In a new paper in Behavioral and Brain Sciences, “The Now-or-Never Bottleneck: A Fundamental Constraint on Language,” Cornell psychology professor Morten Christiansen and Nick Chater (University of Warwick, U.K.) argue that language processing, acquisition and evolution, as well as the structure of language itself, are all profoundly shaped by what they call the “now-or-never bottleneck”: fundamental limitations on sensory and cognitive memory. They propose the brain’s language processing system overcomes this bottleneck by processing linguistic input immediately, before it is obliterated by later input and lost forever.

The brain does this, say the authors, by incrementally “chunking” linguistic material into a hierarchy of increasingly abstract representational formats, from phonemes to syllables, to words, phrases and beyond. And when we speak, the sequence of chunking operations is reversed.

“Our argument has fundamental theoretical implications for many disciplines, because it requires a radical shift in explanatory focus when approaching language,” says Christiansen.

The now-or-never bottleneck is not specific to language, Christiansen and Chater write, but arises from general principles of perceptuo-motor processing and memory. Studies show much acoustic information is lost after just 50 milliseconds, with the auditory trace all but gone after 100 milliseconds. Similarly, and of relevance for sign language, we can only retain visual information for about 60 to 70 milliseconds. Unless the perceived information is processed, it will be overwritten quickly or interfered with by new incoming information.

The now-or-never bottleneck has powerful implications for language acquisition, because learning how to process language can only take place “in the moment”: If linguistic input is not chunked right away, it will be lost and cannot form the basis of subsequent learning. This means, says Christiansen, language acquisition is essentially about learning to process.

“The now-or-never bottleneck requires that language acquisition be viewed as a type of skill learning, such as learning to drive, juggle, play the violin or play chess … The challenge of language acquisition is to learn a dazzling sequence of rapid processing operations, rather than conjecturing a correct ‘linguistic theory,’” write the authors.

They explain such learning is inherently local, because information is only available for a limited window of time. This forces the language system to deploy all available information predictively across multiple levels of representation to ensure local linguistic ambiguities are dealt with correctly the first time. Once the original input is lost, there is no way for the language system to recover. They call this “chunk-and-pass” processing.

In this system, they write, “grammatical structure is fundamentally the history of language processing operations within the individual speaker/hearer.”

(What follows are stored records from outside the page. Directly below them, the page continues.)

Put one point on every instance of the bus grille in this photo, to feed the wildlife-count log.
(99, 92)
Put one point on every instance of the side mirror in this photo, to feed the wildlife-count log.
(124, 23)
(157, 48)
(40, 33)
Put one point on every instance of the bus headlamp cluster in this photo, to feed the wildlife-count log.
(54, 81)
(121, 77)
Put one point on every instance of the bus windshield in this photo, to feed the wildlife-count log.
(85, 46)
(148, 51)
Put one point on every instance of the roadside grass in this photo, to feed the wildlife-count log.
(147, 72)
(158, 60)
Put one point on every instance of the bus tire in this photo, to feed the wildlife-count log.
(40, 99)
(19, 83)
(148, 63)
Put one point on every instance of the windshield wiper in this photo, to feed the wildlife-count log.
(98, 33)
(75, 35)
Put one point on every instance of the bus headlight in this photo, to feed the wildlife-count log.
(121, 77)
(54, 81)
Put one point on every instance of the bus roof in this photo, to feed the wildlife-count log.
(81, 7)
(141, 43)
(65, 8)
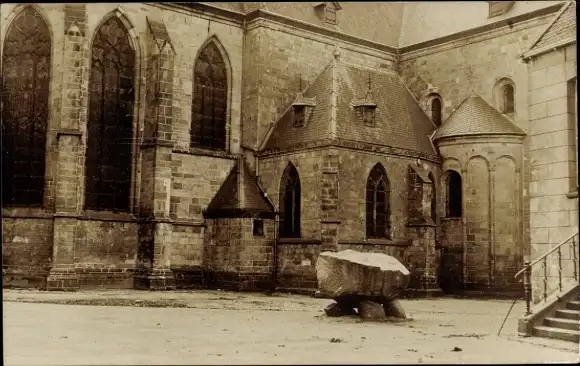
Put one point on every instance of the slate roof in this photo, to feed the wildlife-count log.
(399, 120)
(475, 116)
(562, 27)
(239, 193)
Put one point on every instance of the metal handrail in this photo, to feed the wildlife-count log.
(545, 255)
(528, 270)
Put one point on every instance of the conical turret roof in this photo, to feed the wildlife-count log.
(475, 116)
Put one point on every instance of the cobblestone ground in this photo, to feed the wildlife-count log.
(214, 327)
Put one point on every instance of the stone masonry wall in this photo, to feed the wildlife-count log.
(490, 169)
(553, 149)
(188, 32)
(477, 63)
(106, 253)
(234, 258)
(309, 167)
(354, 169)
(26, 251)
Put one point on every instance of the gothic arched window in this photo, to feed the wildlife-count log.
(110, 119)
(433, 198)
(378, 210)
(210, 96)
(436, 111)
(25, 89)
(454, 195)
(290, 203)
(508, 99)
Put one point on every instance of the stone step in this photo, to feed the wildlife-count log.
(561, 323)
(568, 314)
(557, 333)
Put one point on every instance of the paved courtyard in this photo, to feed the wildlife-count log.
(214, 327)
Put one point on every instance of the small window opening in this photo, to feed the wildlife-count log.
(299, 115)
(258, 227)
(508, 99)
(436, 111)
(454, 195)
(369, 115)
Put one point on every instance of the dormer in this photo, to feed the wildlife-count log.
(328, 11)
(366, 108)
(497, 8)
(302, 109)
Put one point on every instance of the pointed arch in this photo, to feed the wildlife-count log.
(109, 155)
(454, 201)
(433, 197)
(26, 71)
(290, 197)
(436, 111)
(378, 203)
(211, 95)
(504, 95)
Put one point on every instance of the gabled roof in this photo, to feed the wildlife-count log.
(239, 195)
(561, 29)
(474, 117)
(399, 121)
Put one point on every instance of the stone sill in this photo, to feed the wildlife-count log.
(107, 216)
(385, 242)
(451, 218)
(206, 152)
(26, 213)
(292, 241)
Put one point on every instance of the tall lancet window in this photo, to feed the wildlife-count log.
(110, 120)
(209, 107)
(378, 207)
(290, 203)
(25, 89)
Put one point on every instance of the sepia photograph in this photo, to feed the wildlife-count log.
(289, 183)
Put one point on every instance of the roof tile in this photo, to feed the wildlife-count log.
(399, 121)
(475, 116)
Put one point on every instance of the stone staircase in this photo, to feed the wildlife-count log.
(556, 312)
(563, 323)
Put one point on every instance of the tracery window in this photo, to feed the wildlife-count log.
(290, 203)
(26, 65)
(110, 119)
(378, 210)
(209, 106)
(454, 195)
(433, 199)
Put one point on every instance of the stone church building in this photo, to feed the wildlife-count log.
(225, 145)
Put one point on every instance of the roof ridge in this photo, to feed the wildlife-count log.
(415, 99)
(275, 123)
(549, 26)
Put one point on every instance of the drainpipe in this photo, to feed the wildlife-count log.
(275, 254)
(275, 244)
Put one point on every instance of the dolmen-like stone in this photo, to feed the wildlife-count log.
(369, 282)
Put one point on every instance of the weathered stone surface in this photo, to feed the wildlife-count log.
(339, 309)
(395, 309)
(364, 274)
(370, 310)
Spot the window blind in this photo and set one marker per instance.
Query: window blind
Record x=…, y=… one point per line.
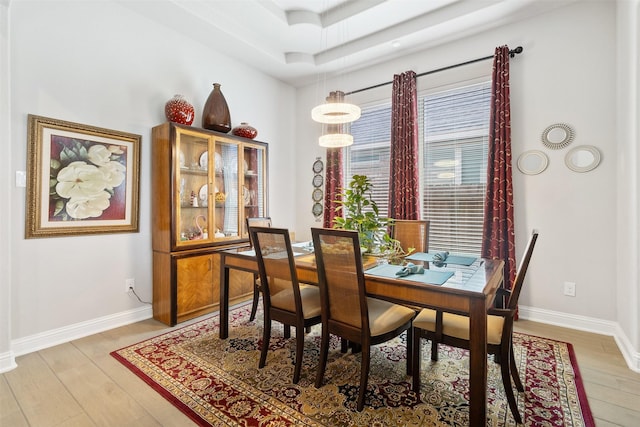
x=453, y=129
x=455, y=144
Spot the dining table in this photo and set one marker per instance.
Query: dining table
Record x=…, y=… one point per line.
x=468, y=288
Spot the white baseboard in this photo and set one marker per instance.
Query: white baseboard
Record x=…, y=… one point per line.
x=65, y=334
x=588, y=324
x=7, y=361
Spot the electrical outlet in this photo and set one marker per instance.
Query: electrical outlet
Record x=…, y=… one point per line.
x=570, y=289
x=129, y=284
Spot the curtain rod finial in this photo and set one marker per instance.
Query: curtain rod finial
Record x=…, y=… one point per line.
x=514, y=52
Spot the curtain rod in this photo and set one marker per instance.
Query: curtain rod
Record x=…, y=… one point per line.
x=512, y=53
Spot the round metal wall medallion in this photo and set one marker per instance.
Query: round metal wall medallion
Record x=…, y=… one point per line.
x=317, y=209
x=318, y=166
x=557, y=136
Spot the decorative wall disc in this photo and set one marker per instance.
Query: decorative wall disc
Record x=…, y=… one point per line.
x=557, y=136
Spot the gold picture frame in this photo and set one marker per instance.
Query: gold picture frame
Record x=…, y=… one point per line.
x=81, y=179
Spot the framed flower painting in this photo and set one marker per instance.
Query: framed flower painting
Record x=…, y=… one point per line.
x=81, y=179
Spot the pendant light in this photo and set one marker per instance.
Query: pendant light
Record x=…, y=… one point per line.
x=335, y=115
x=335, y=110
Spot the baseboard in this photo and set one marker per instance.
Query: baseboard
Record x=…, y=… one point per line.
x=631, y=356
x=7, y=361
x=587, y=324
x=53, y=337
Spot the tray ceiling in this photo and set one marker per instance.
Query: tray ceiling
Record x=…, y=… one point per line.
x=295, y=40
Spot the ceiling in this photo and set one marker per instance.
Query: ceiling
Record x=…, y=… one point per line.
x=296, y=40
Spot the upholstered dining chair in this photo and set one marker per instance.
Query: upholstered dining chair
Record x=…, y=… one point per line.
x=453, y=330
x=411, y=234
x=346, y=310
x=283, y=298
x=256, y=222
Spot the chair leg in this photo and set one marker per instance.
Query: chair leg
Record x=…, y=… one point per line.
x=299, y=353
x=266, y=335
x=437, y=337
x=409, y=351
x=506, y=382
x=415, y=369
x=434, y=350
x=256, y=297
x=514, y=371
x=364, y=376
x=324, y=350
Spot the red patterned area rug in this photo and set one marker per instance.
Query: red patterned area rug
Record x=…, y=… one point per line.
x=217, y=382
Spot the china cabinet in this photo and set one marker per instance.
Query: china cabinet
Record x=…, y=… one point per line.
x=204, y=185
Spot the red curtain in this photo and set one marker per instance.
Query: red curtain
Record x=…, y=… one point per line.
x=333, y=185
x=404, y=198
x=498, y=228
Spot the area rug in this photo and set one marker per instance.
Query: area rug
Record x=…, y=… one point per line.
x=217, y=382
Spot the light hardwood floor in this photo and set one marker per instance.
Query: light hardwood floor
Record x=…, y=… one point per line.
x=80, y=384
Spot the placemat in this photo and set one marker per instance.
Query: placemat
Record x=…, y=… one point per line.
x=430, y=277
x=451, y=259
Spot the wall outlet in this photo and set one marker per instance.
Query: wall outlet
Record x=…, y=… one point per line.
x=570, y=289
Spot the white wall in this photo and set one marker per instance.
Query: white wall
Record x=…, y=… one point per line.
x=102, y=64
x=6, y=357
x=628, y=165
x=567, y=74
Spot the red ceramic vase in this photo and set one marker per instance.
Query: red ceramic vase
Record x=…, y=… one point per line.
x=179, y=110
x=245, y=131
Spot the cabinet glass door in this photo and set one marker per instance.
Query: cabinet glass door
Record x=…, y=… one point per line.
x=254, y=189
x=226, y=192
x=193, y=197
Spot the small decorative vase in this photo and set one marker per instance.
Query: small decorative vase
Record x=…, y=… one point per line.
x=179, y=110
x=245, y=131
x=215, y=115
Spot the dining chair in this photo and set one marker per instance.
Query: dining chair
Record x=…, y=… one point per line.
x=283, y=298
x=452, y=329
x=411, y=233
x=346, y=310
x=256, y=222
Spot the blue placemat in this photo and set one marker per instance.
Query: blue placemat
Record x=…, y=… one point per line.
x=451, y=259
x=429, y=276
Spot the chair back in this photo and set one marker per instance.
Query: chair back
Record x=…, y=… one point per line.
x=512, y=304
x=341, y=279
x=280, y=287
x=411, y=234
x=257, y=222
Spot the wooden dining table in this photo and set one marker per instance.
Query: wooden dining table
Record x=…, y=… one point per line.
x=469, y=291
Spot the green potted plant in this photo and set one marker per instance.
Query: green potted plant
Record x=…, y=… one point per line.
x=359, y=212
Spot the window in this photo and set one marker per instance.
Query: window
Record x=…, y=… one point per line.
x=453, y=128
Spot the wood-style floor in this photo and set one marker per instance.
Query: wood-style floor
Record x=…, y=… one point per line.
x=80, y=384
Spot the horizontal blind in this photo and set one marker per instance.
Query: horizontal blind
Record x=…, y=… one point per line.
x=370, y=153
x=453, y=129
x=456, y=124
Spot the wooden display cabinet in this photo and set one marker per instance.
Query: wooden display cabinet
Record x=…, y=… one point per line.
x=204, y=185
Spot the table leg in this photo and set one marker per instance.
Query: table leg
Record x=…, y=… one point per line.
x=224, y=298
x=478, y=362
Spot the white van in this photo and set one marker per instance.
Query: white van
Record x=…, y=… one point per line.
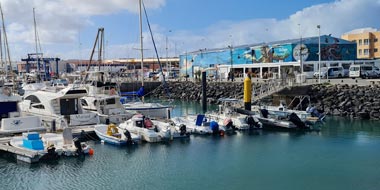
x=330, y=72
x=364, y=71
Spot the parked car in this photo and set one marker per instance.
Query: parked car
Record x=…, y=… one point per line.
x=330, y=72
x=364, y=71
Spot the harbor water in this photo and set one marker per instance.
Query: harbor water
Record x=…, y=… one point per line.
x=343, y=155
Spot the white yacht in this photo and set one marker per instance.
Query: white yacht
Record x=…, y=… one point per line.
x=10, y=116
x=144, y=127
x=103, y=99
x=153, y=110
x=194, y=124
x=59, y=109
x=229, y=118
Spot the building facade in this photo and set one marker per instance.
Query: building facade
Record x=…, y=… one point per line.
x=276, y=57
x=367, y=40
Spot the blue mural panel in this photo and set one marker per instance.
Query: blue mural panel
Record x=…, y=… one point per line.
x=286, y=51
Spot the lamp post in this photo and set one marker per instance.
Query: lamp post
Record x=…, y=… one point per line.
x=186, y=67
x=319, y=53
x=232, y=64
x=168, y=66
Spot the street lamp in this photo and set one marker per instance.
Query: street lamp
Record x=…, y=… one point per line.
x=186, y=67
x=232, y=64
x=319, y=53
x=167, y=56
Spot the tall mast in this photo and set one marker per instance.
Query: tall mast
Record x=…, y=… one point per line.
x=141, y=49
x=6, y=42
x=36, y=42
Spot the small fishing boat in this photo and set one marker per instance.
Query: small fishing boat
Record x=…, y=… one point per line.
x=112, y=135
x=175, y=132
x=49, y=146
x=194, y=124
x=141, y=125
x=272, y=121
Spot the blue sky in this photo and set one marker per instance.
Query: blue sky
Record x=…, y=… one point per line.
x=67, y=28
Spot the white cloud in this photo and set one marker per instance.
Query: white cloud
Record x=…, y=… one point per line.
x=335, y=18
x=59, y=22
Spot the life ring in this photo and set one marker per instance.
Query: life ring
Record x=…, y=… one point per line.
x=113, y=91
x=112, y=129
x=6, y=91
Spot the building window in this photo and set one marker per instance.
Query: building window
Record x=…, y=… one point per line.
x=366, y=41
x=366, y=51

Christiansen and Chater posit myriad local short-term processes of language compound to result in long-term language evolution. “If aspects of language survive only when they are easy to produce and understand, then moment-by-moment processing will shape not only the structure of language but also the learning problem that the child faces,” they write. “Thus, from the perspective of language as an evolving system, language processing at the timescale of seconds has implications for the longer timescales of language acquisition and evolution.”